No one can deny Paul’s right to fight for a cause, but his fans go to see him for his music, not for his politics. Japanese fans, who never get an opening-band warmup despite paying the highest ticket prices in the world, have a right to have their precious leisure time unsullied by such liberties.
As for the concert itself, at least McCartney left most of his own material out of it. As in his 1990 world tour, he relied largely on Beatles numbers to carry the show, the difference being that this time around they had a bit of life to them.
That may augur well for Paul’s proposed reunion with George Harrison and Ringo Starr next year when the trio plan to produce some music for a Beatles documentary. It is not, according to McCartney spokesman Geoff Baker, intended to be an official Beatles reunion, but the trio will get together in the studio “and see what happens.”
Baker also confirmed that McCartney’s current “New World Tour” is not his final tour, contrary to rumours in the Japanese press.
Judging by the quality of the music in last week’s show this is a good thing. The whole show was a vast improvement over his last effort three years ago. Everything was much simpler. There were no gimmicks; the light show and set were spare (just a couple of explosions during “Live and Let Die”); and Paul laid off the patronizing patter (his previous attempts at simple English for the Japanese were far closer to simpleton’s English – this time round he spoke a bit of Japanese, but mercifully all communications were kept to a minimum).

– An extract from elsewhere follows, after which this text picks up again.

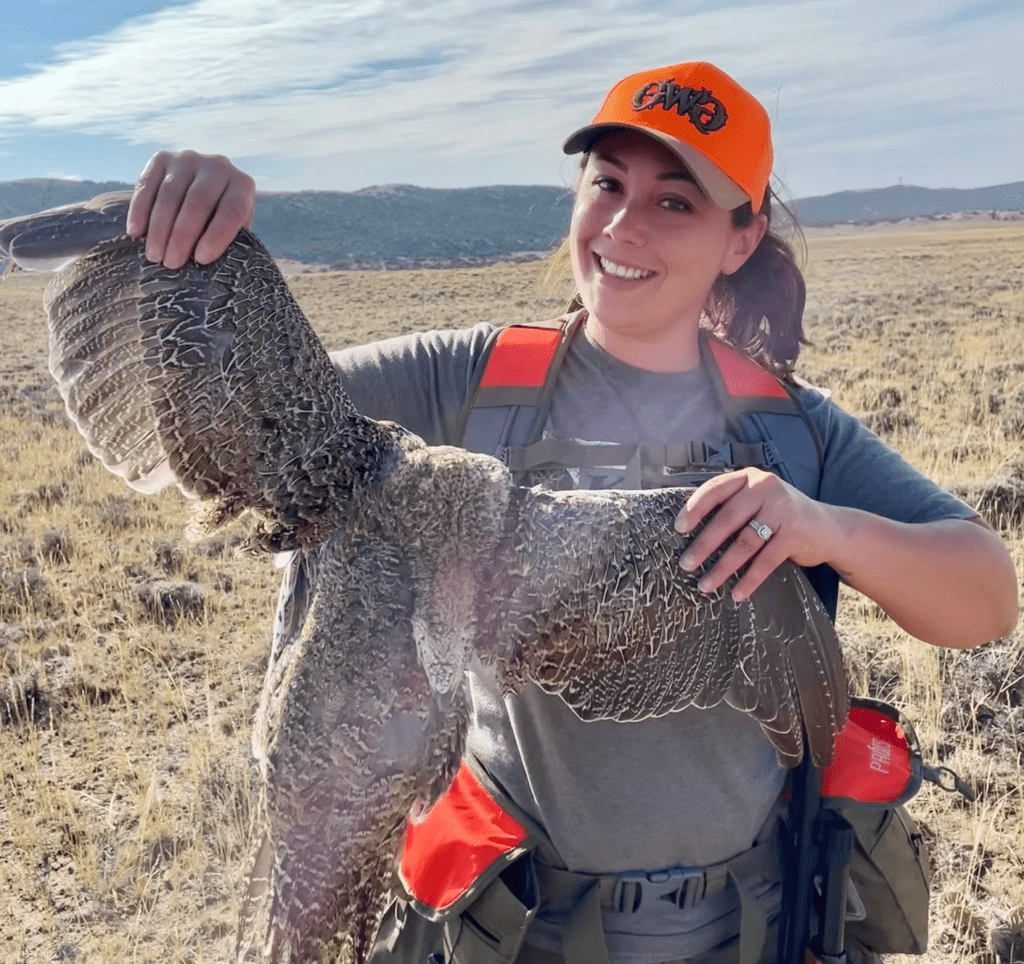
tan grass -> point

Basically, Paul let his music do the talking for him and on that score he was a winner all the way. Having been together for some time now, the band showed the value of not messing around with a winning team. Guitarist Robbie McIntosh was nothing short of brilliant, providing some real feeling to numbers that had previously been numbed by overexposure and taking a load off McCartney at the same time.
But the biggest plus of the night was Paul himself. Paul has always been thought of more as a songwriter than anything else, but listen to any Beatles record and you will discover a truly stunning bass player and a closet Little Richard bursting out. After the band’s mediocre performance three years ago, there was little point in hoping to see anything new. But at the age of 51, Paul can still belt with the best of them, and on numbers such as “Let Me Roll It,” “Can’t Buy Me Love” and “Magical Mystery Tour,” he wasn’t holding anything back.
Paul’s vocals may have carried the tunes, but, of course, the tunes ain’t bad themselves. Starting off with “Drive My Car” and ending with “Hey Jude,” the set contained many of Paul’s highlights as a Beatle, including “Lady Madonna,” “Let It Be,” “Back in the USSR” and “Sgt. Pepper’s Lonely Hearts Club Band.”
The biggest surprise was how strong some of his softer stuff sounded. “Yesterday,” “Michelle” and “My Love” all sounded surprisingly fresh thanks to Paul’s fine vocals, and McIntosh’s funky guitar work transformed “Coming Up” from the realms of the also-rans to that of a soulful front-runner. Even the stuff off Paul’s new album, “Off the Ground,” was strong, especially the somewhat Beatlesque “C’mon People.”
The biggest disappointment was the absence of McCartney’s one solid classic as a solo artist, “Maybe I’m Amazed,” but “Live and Let Die,” with one of the great riffs of the ’70s, went some way to making up for it.
Paul may not be the most likeable ex-Beatle in the world, but as a live performer, he showed he still has the cojones to live up to his illustrious past.
Whether or not he has the cojones to lose his tambourine player is a different matter.